- Title card
- Directed by: R. Chandra
- Written by: R. P. Viswam (dialogues)
- Screenplay by: R. Chandra
- Story by: R. Chandra
- Produced by: K. Balu
- Starring: Sarathkumar; Roja; Sithara;
- Cinematography: P. Selvakumar
- Edited by: R. T. Annadurai
- Music by: Ilaiyaraaja
- Production company: K. B. Films
- Release date: 13 March 1999;
- Running time: 145 minutes
- Country: India
- Language: Tamil

= Chinna Durai (1999 film) =

Chinna Durai is a 1999 Indian Tamil-language drama film directed by R. Chandra. The film stars Sarathkumar and Roja whilst Sithara, Vijayakumar and Manivannan play supporting roles. It was released on 13 March 1999.

== Production ==
The film marked the directorial debut of Chandra who earlier assisted Aabavanan. Chandra's earlier directorial venture Conductor Mappillai remains unreleased and the way Chandra handled the budget impressed producer Balu who offered him the opportunity to direct Chinna Durai. The filming was entirely held at Pollachi.

== Soundtrack ==
The soundtrack was composed by Ilaiyaraaja.

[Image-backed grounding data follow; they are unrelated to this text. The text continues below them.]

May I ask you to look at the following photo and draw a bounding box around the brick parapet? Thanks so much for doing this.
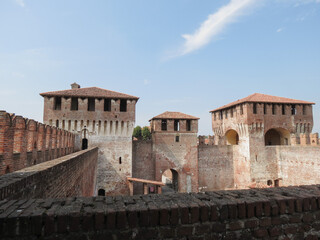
[1,185,320,239]
[0,147,98,201]
[0,111,76,175]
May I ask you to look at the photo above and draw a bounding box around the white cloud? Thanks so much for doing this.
[14,0,25,7]
[277,28,283,32]
[178,0,257,56]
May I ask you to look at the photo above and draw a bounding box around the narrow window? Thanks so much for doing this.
[62,120,65,129]
[56,120,59,128]
[120,99,127,112]
[68,120,71,131]
[161,120,167,131]
[220,111,223,120]
[272,104,276,115]
[282,105,285,115]
[93,120,96,132]
[186,120,191,131]
[119,157,122,164]
[88,98,95,111]
[175,136,180,142]
[225,110,228,119]
[253,103,257,114]
[174,120,180,131]
[54,97,61,110]
[240,105,243,115]
[302,105,306,115]
[230,108,233,118]
[74,120,78,131]
[291,105,296,115]
[71,97,78,110]
[104,99,111,111]
[264,104,267,115]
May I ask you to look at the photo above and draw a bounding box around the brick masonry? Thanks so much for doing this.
[0,111,76,176]
[1,185,320,239]
[0,147,98,201]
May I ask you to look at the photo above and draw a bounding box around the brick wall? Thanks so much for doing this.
[132,140,154,194]
[1,185,320,239]
[0,111,76,175]
[0,147,98,200]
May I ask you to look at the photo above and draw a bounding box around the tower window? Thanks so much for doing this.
[88,98,95,111]
[186,120,191,131]
[120,99,127,112]
[272,104,276,115]
[119,157,122,164]
[161,120,167,131]
[71,97,78,110]
[291,105,296,115]
[54,97,61,110]
[175,136,180,142]
[174,120,180,131]
[240,105,243,115]
[282,105,286,115]
[104,99,111,111]
[253,103,257,114]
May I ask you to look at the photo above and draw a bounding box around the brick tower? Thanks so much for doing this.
[40,83,139,195]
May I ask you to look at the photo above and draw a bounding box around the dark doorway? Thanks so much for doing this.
[82,138,88,150]
[98,189,105,196]
[162,169,179,192]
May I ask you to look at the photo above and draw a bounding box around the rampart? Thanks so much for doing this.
[1,185,320,239]
[0,111,76,176]
[0,147,98,201]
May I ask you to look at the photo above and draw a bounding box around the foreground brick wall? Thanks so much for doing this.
[0,147,98,200]
[0,111,76,176]
[1,185,320,239]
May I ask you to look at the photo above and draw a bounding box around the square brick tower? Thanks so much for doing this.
[210,93,314,188]
[40,83,139,196]
[149,112,199,193]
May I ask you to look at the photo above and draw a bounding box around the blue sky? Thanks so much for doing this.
[0,0,320,135]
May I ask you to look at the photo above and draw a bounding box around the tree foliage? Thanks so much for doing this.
[132,126,142,139]
[141,126,151,141]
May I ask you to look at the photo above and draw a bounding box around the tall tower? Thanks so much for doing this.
[149,111,199,193]
[210,93,314,188]
[40,83,139,195]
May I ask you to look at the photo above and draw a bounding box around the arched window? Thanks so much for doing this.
[265,128,290,146]
[225,129,239,145]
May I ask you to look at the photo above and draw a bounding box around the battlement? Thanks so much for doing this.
[0,110,76,176]
[0,185,320,239]
[291,133,320,146]
[198,135,215,145]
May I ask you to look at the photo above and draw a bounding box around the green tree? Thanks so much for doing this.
[132,126,142,139]
[141,126,151,141]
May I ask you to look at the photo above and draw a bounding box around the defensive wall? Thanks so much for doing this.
[1,185,320,239]
[0,147,98,201]
[0,111,76,176]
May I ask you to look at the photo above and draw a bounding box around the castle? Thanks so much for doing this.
[36,84,320,195]
[1,84,320,239]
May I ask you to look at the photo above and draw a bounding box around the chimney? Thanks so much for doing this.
[71,82,81,89]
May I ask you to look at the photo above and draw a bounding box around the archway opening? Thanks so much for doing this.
[162,169,178,193]
[225,129,239,145]
[82,138,88,150]
[5,166,10,174]
[265,128,290,146]
[98,189,105,196]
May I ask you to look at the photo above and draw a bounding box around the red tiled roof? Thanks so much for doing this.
[210,93,315,112]
[149,111,199,121]
[40,87,139,100]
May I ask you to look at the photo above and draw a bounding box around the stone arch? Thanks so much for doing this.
[162,169,179,192]
[265,128,290,146]
[225,129,239,145]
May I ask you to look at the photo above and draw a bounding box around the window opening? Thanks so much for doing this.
[98,189,105,196]
[88,98,95,111]
[82,138,88,150]
[62,120,65,130]
[104,99,111,111]
[56,120,59,128]
[282,105,285,115]
[161,120,167,131]
[120,99,127,112]
[264,104,267,114]
[174,120,180,131]
[54,97,61,110]
[68,120,71,131]
[267,180,273,186]
[230,108,234,118]
[225,110,228,119]
[240,105,243,115]
[186,120,191,131]
[176,136,180,142]
[272,104,276,115]
[253,103,257,114]
[220,111,223,120]
[74,120,78,131]
[291,105,296,115]
[119,157,122,164]
[71,97,78,110]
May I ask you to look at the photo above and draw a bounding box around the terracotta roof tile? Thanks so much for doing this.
[210,93,315,112]
[40,87,139,100]
[150,111,199,121]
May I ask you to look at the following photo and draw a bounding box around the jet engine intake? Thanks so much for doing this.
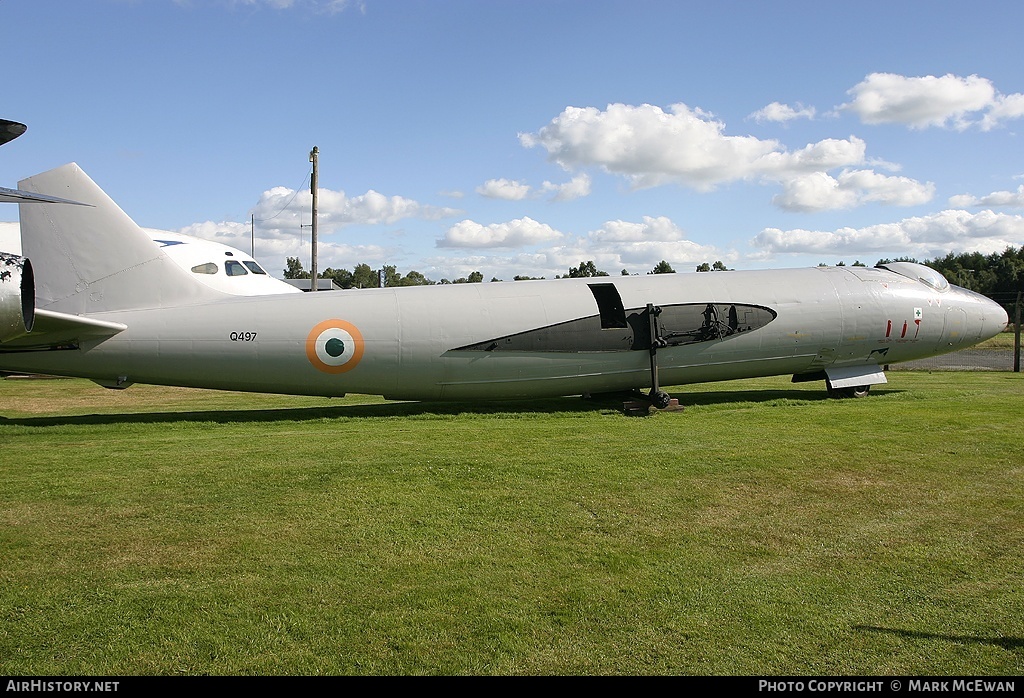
[0,253,35,342]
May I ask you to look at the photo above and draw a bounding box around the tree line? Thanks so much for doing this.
[285,246,1024,307]
[282,257,739,288]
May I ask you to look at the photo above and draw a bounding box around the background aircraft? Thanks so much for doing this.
[145,230,301,297]
[0,158,1009,407]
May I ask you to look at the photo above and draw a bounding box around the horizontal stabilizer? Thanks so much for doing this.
[0,308,126,352]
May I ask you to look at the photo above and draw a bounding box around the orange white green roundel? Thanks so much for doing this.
[306,319,365,374]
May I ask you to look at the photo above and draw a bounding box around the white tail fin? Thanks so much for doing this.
[18,163,222,314]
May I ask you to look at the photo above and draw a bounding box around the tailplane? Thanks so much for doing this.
[18,163,222,315]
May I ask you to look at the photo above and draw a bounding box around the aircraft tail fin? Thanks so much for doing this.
[17,163,221,314]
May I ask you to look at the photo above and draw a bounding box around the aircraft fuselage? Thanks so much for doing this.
[0,263,1005,401]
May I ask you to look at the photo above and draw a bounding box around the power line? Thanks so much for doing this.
[253,169,312,224]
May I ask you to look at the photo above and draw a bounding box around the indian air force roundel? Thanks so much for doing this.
[306,319,365,374]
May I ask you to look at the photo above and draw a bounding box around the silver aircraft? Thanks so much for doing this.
[0,161,1009,407]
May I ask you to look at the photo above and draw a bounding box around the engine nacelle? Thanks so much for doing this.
[0,252,35,342]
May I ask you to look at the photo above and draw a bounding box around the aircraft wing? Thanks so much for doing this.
[1,119,27,147]
[0,185,89,205]
[0,308,126,352]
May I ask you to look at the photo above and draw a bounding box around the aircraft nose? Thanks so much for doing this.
[986,296,1010,338]
[975,291,1009,342]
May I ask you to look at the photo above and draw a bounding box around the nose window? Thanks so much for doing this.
[225,260,248,276]
[191,262,218,275]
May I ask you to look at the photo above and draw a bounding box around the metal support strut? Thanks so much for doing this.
[645,303,672,409]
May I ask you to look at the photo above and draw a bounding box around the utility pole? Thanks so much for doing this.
[1015,291,1021,373]
[309,146,319,291]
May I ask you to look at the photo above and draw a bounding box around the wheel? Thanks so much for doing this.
[827,384,871,399]
[649,389,672,409]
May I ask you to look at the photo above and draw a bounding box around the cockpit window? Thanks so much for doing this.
[243,261,268,275]
[225,260,248,276]
[191,262,218,275]
[877,262,949,292]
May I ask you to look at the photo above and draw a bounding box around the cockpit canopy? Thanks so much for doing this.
[192,258,270,277]
[876,262,950,292]
[147,229,301,296]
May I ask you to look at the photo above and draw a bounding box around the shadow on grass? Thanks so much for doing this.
[0,387,899,427]
[853,625,1024,651]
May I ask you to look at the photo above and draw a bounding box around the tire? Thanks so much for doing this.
[828,384,871,399]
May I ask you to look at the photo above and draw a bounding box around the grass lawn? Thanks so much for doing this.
[0,371,1021,676]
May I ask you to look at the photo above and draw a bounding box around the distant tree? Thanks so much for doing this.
[852,260,866,267]
[566,260,608,278]
[284,257,309,279]
[322,266,354,289]
[381,265,401,288]
[514,275,545,281]
[452,271,482,283]
[651,260,676,274]
[490,277,502,283]
[836,261,846,266]
[351,263,378,288]
[397,270,434,286]
[698,261,730,271]
[621,269,630,276]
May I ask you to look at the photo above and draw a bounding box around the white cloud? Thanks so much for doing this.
[523,103,790,190]
[540,173,591,201]
[773,169,934,212]
[750,102,816,123]
[752,209,1024,260]
[589,215,685,242]
[838,72,1024,131]
[756,137,867,175]
[433,214,728,276]
[980,93,1024,131]
[476,178,531,200]
[222,0,362,13]
[437,217,564,248]
[520,103,867,196]
[251,185,460,237]
[168,221,391,275]
[949,184,1024,208]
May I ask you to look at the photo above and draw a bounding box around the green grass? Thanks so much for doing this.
[977,331,1018,350]
[0,373,1022,676]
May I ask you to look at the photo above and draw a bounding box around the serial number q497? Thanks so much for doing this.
[229,331,258,342]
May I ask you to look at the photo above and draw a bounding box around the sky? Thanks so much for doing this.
[2,0,1024,282]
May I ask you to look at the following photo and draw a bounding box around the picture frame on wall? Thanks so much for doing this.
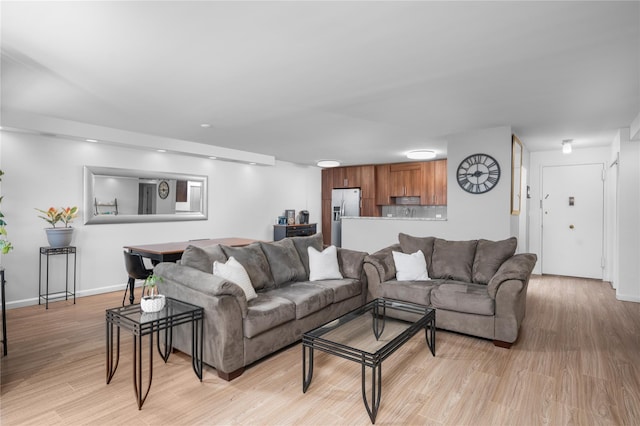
[511,134,523,215]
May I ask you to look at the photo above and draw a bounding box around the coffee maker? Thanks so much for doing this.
[299,210,309,224]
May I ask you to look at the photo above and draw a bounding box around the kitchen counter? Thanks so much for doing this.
[343,216,447,221]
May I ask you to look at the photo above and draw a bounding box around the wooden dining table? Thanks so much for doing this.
[124,237,258,264]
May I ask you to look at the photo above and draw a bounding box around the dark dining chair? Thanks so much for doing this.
[123,251,152,306]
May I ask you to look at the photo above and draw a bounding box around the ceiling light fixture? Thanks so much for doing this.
[157,149,167,153]
[200,123,212,128]
[562,139,572,154]
[317,160,341,168]
[85,138,98,143]
[208,156,217,160]
[406,150,436,160]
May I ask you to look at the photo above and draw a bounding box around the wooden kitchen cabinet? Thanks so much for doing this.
[421,159,448,205]
[375,164,390,205]
[389,162,422,197]
[434,159,447,205]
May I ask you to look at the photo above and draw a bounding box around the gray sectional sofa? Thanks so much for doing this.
[154,233,367,381]
[363,233,537,348]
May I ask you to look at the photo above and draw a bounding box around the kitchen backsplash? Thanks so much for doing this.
[381,205,447,220]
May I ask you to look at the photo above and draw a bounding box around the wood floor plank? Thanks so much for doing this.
[1,275,640,425]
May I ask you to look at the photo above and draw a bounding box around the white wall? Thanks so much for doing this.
[0,131,321,307]
[528,146,611,276]
[617,128,640,302]
[343,126,520,253]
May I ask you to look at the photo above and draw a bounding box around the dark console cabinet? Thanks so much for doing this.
[273,223,317,241]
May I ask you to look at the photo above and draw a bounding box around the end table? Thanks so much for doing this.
[105,297,204,409]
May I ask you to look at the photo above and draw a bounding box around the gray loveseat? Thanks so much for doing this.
[363,233,537,348]
[154,233,367,380]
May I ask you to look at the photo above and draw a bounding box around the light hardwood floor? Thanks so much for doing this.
[1,275,639,425]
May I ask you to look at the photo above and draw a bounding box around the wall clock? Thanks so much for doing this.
[456,153,500,194]
[158,180,170,199]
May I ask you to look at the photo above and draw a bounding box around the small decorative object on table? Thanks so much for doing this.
[140,274,165,313]
[35,206,78,248]
[285,209,296,225]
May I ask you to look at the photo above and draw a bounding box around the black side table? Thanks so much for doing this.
[105,297,204,409]
[39,246,77,309]
[1,267,6,356]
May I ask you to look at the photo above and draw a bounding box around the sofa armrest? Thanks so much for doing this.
[363,244,400,283]
[487,253,537,299]
[337,247,367,279]
[154,262,248,316]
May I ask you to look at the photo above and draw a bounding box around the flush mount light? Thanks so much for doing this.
[200,123,212,128]
[85,138,98,143]
[406,150,436,160]
[317,160,341,168]
[208,156,217,160]
[562,139,572,154]
[249,162,256,165]
[157,149,167,153]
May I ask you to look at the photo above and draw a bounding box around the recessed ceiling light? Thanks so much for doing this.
[85,139,98,143]
[208,156,217,160]
[249,162,256,165]
[200,123,212,128]
[406,150,436,160]
[157,149,167,153]
[317,160,341,168]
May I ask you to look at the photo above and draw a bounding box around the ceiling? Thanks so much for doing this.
[2,1,639,166]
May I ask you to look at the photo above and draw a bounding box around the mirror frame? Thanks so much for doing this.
[510,135,523,215]
[83,166,208,224]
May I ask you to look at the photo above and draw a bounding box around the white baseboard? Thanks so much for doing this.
[5,282,142,309]
[616,293,640,303]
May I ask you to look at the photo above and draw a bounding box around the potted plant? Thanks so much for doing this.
[35,206,78,248]
[0,170,12,255]
[140,274,165,313]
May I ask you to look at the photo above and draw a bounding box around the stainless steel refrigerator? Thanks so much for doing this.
[331,188,361,247]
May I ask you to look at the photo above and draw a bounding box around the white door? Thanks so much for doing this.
[542,164,604,279]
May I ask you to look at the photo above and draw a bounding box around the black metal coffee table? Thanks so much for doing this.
[302,298,435,423]
[106,297,203,409]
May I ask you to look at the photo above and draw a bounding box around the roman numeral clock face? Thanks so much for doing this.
[457,154,500,194]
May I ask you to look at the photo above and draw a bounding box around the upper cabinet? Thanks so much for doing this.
[389,162,422,197]
[323,165,375,199]
[374,160,447,206]
[421,160,447,205]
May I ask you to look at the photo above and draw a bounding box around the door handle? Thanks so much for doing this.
[569,224,575,230]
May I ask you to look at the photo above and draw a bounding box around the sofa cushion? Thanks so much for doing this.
[472,237,518,284]
[290,233,323,278]
[243,295,296,338]
[221,243,274,290]
[260,239,307,286]
[179,244,227,273]
[213,256,258,301]
[308,246,343,281]
[431,282,494,315]
[265,282,334,319]
[431,239,478,282]
[392,250,430,281]
[379,279,437,306]
[308,278,361,303]
[399,233,435,272]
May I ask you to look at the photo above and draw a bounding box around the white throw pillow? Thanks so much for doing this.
[213,256,258,301]
[392,250,430,281]
[308,245,343,281]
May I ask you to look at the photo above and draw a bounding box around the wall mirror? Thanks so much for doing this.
[511,135,523,215]
[83,166,208,224]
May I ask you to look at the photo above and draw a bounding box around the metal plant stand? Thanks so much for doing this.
[302,298,436,424]
[39,246,76,309]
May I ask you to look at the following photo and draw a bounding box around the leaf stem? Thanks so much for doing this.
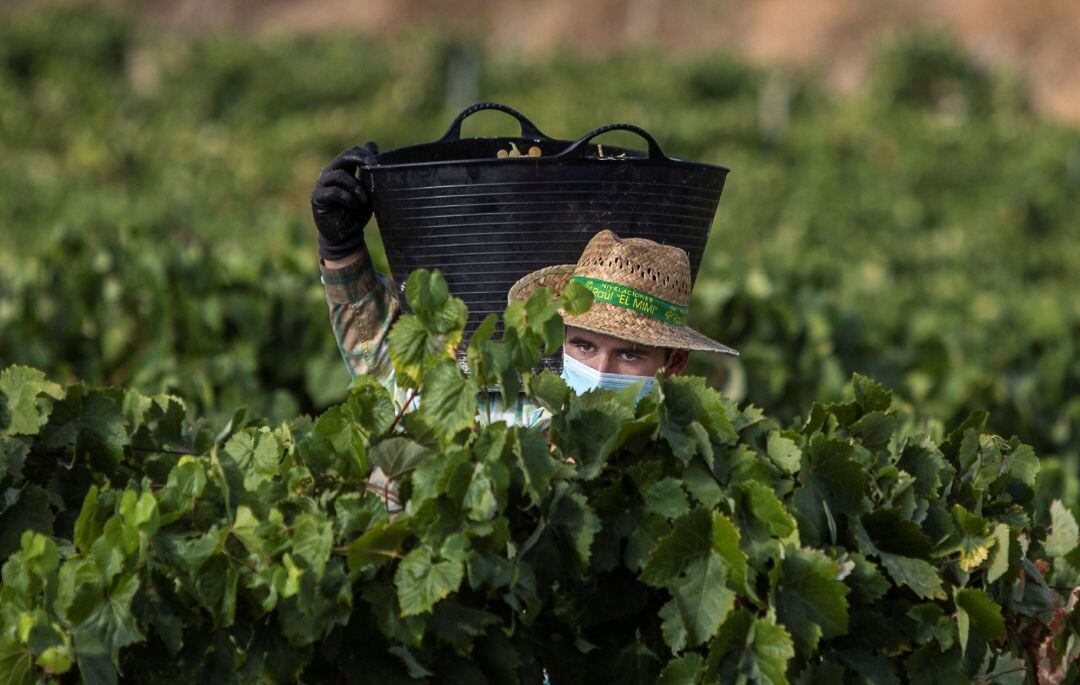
[130,444,202,457]
[388,387,419,434]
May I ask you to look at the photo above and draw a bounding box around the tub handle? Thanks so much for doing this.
[555,123,669,161]
[438,102,552,142]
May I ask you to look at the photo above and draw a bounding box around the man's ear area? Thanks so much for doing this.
[664,348,690,376]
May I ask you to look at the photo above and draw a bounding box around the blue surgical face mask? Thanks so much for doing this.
[560,352,656,402]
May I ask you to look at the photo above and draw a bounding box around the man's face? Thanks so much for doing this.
[564,326,688,376]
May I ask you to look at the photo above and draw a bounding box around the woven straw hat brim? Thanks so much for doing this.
[507,264,739,356]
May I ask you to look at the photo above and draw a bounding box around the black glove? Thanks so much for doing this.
[311,142,379,260]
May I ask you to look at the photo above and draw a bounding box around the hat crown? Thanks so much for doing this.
[573,230,692,305]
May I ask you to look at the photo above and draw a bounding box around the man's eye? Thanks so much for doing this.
[576,344,594,353]
[619,352,641,362]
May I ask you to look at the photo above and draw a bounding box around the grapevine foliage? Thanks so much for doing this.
[3,8,1080,473]
[1,271,1078,684]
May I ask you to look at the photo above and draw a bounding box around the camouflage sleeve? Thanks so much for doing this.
[319,249,400,386]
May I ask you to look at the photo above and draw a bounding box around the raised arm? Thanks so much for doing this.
[311,145,399,386]
[319,249,398,384]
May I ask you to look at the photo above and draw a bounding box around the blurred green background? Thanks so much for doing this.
[0,6,1078,506]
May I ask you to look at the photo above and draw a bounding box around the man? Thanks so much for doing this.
[311,146,738,423]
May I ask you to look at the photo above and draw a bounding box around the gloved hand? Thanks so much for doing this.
[310,142,379,260]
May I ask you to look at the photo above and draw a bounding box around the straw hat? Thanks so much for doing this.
[507,230,738,355]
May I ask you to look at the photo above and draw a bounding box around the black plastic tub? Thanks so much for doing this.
[360,103,730,354]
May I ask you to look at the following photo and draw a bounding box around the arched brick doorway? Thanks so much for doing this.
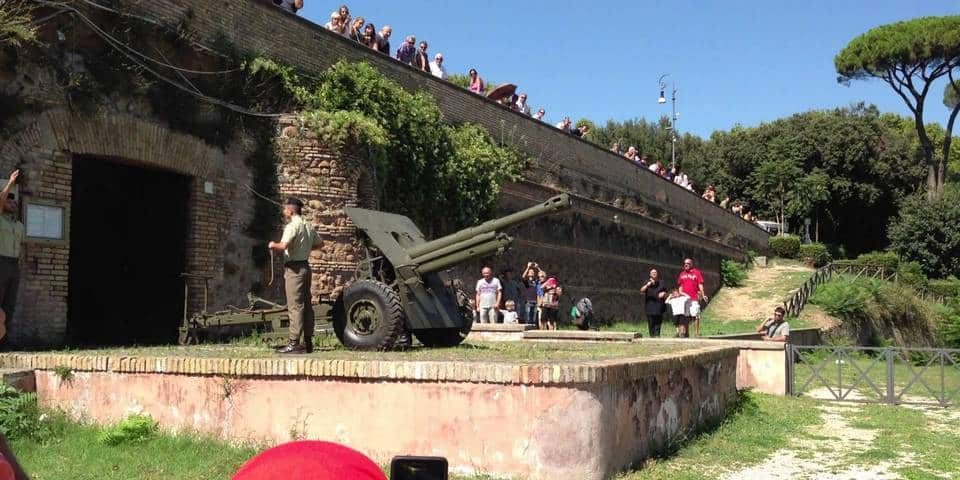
[0,111,224,346]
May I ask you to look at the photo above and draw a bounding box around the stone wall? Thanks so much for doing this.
[1,344,739,480]
[273,116,376,302]
[131,0,768,254]
[0,1,768,345]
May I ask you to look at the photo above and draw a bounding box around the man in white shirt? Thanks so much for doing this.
[429,53,447,79]
[475,266,503,323]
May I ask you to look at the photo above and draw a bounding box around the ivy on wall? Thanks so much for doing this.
[247,59,528,235]
[9,3,527,242]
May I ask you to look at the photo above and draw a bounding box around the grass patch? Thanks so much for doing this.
[612,392,822,480]
[580,314,812,338]
[11,415,258,480]
[848,404,960,477]
[792,349,960,404]
[38,341,689,363]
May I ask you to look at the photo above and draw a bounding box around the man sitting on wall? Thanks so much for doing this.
[757,306,790,342]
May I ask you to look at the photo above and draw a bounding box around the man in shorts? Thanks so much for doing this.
[475,266,502,323]
[677,258,708,336]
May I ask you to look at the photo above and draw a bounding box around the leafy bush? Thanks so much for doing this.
[928,277,960,300]
[768,235,801,258]
[854,251,900,271]
[827,243,848,261]
[935,300,960,348]
[249,59,526,234]
[721,259,748,287]
[888,188,960,278]
[798,242,832,267]
[810,276,941,347]
[896,261,928,291]
[0,384,51,441]
[97,414,157,446]
[809,278,871,320]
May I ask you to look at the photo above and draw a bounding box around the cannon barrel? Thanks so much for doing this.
[405,193,571,259]
[417,234,513,274]
[408,231,499,265]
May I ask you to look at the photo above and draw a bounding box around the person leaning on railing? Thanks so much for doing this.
[757,306,790,342]
[273,0,303,15]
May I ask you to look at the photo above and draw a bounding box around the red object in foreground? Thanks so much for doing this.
[232,440,387,480]
[0,454,14,480]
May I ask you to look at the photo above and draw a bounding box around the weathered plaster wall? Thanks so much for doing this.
[2,346,738,480]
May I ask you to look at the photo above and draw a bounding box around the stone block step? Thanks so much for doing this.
[523,330,640,342]
[470,324,535,332]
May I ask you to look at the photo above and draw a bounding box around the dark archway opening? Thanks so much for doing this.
[67,156,189,346]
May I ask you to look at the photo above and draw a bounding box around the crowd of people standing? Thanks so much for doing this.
[474,262,562,330]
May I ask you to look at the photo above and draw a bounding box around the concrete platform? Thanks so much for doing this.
[0,345,738,480]
[467,323,534,342]
[524,330,641,342]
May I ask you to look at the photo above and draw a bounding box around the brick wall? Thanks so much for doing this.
[129,0,769,254]
[273,116,373,302]
[0,110,246,346]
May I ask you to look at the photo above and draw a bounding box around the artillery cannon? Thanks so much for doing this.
[178,194,571,350]
[336,193,571,350]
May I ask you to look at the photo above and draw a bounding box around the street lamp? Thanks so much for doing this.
[658,74,678,170]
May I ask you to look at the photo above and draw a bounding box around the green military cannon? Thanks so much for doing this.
[335,193,571,350]
[178,194,571,350]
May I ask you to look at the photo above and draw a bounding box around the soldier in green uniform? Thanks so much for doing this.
[0,170,22,342]
[268,197,320,354]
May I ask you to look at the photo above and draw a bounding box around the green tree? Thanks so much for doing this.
[835,15,960,199]
[888,186,960,278]
[747,157,802,234]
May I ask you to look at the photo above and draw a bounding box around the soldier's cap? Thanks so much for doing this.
[283,197,304,209]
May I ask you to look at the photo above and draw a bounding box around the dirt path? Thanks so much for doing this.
[722,393,910,480]
[708,261,815,323]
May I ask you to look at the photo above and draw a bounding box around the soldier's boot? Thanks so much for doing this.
[277,341,306,354]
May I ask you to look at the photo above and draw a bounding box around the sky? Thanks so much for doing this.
[299,1,959,138]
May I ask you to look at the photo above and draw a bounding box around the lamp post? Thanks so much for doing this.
[658,74,678,171]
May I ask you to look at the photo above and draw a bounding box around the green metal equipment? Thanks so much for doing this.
[178,194,572,350]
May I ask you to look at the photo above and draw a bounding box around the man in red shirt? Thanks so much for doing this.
[677,258,708,337]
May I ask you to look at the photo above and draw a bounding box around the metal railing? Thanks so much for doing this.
[780,262,948,319]
[782,264,833,317]
[788,345,960,407]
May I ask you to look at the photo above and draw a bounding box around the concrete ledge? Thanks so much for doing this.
[643,337,787,351]
[524,330,641,342]
[467,323,534,342]
[640,338,788,395]
[26,345,739,480]
[471,324,535,332]
[708,327,822,346]
[0,346,735,387]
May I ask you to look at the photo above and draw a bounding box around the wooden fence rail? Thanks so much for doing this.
[781,263,947,318]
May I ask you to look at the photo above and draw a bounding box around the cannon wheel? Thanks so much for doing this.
[332,280,405,350]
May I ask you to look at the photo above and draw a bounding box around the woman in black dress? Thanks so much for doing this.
[640,268,668,337]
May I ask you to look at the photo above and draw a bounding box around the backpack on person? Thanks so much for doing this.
[570,298,594,331]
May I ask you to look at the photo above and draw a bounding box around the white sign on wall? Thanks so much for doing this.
[25,203,64,240]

| Song | Singers | Lyrics | Length |
| "Kolusu Konjam" | P. Unnikrishnan, Devie Neithiyar | Palani Bharathi | 05:08 |
| "Maragathakutty" | Devie Neithiyar, S. P. Balasubrahmanyam | Arivumathi | 05:03 |
| "Pakkathile Nee Irundhum" | Devie Neithiyar, S. P. Balasubrahmanyam | Vaasan | 05:00 |
| "Maattikitta" | Mano | 04:57 |
| "Neeye Kathi" | Sujatha | Pulamaipithan | 04:55 |
| "Unnaipola" | S. P. Balasubrahmanyam | Arivumathi | 05:04 |

== Critical reception ==
Deccan Herald wrote "The best things in Chinna Dorai are the child, who’s not more than six months old, Mani Vannan and the costumes, particularly those of Roja and Sharath Kumar". D. S. Ramanujam of The Hindu said the film "would have generated more response had it had been released some five years ago. So old fashioned are the story, screenplay and direction of R. Chandra with each weather-beaten turn being easily predictable".